The size and scope of the American military presence here in Iraq is enormous. I guess I knew that already. But now that I’m actually in Iraq, deployed here with my Army National Guard unit, I’ve been able to catch a glimpse of it firsthand. It’s impressive. It’s not only the fact that we have so many people, both military and civilian, over here. We operate a vast infrastructure–a complex of over 100 bases served by fleets of supply trucks. Base facilities are constantly being upgraded in ongoing construction projects.
In a scant two and a half years, we have made our physical mark on the territory of Iraq. We have altered the landscape. Meanwhile, back in the U.S., our borders are still unsecured. Thousands of illegal aliens cross into our territory with impunity. They openly flout our laws and little is done about it. One of these days, a terrorist might just carry a weapon of mass destruction over the border.

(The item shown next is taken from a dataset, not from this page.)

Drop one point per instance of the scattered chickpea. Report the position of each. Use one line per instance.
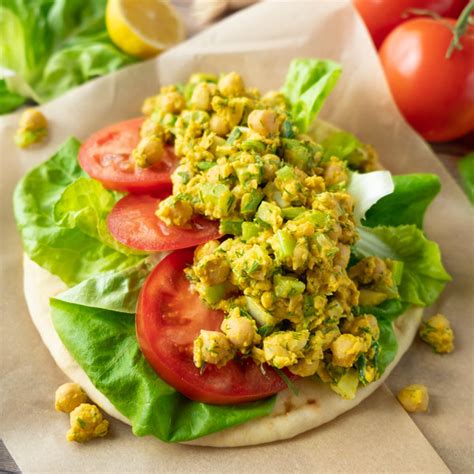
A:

Some say it’s impossible to secure our borders. I don’t believe it. Here in Iraq I’ve seen what a determined national policy can accomplish in a short time. Back home, borders could be secured, if the political will existed. The technical means exist already. We have the resources. We have the personnel. Some have suggested we use the National Guard to secure the borders.
I think it’s a great idea. An excellent idea. An idea whose time has come. Many of the tasks necessary to secure the U.S. border are the same tasks we are already performing here in Iraq. They could be carried out just as easily (and less expensively) on our own borders. Here in Iraq, National Guardsmen are patrolling 24/7, logging thousands of miles in armored humvees. Why can’t they do the same on our own borders ?
In Iraq, Guardsmen secure defensive perimeters, they man guard towers, they operate UAVs (unmanned aerial vehicles). They do surveillance in the dark with night-vision equipment. Why can’t they do the same on the borders of their own country?
Currently, Guard units are being called up on 18-month deployments to Iraq and other places. Why can’t they be deployed the same length of time to guard the border? When a Guard unit is not deployed, guardsmen train a total of about 40 days a year, one weekend a month and a two-week “annual training” period. Why not rotate National Guard units in and out of border duty for their yearly “training” period?
Other military branches–such as the Army Reserve, the Marine Reserve, and Air Force Security Forces–could be asked to participate as well. Under current federal law, the U.S. military can’t physically detain illegal aliens, and leaves it to the border patrol to do it. But the military can still do patrolling, reconnaissance, and surveillance on the border. We’re doing it in Iraq right now. To support these operations, permanent bases could be constructed along the border, to house troops and store equipment. Putting the Guard on the borders would send a message that we are finally serious about controlling our own borders.
–Allan Wall is currently deployed somewhere in Iraq, with his Texas Army National Guard unit. The views expressed in this column are only those of the writer and do not necessarily reflect those of the National Guard, the Department of Defense, or the Bush administration.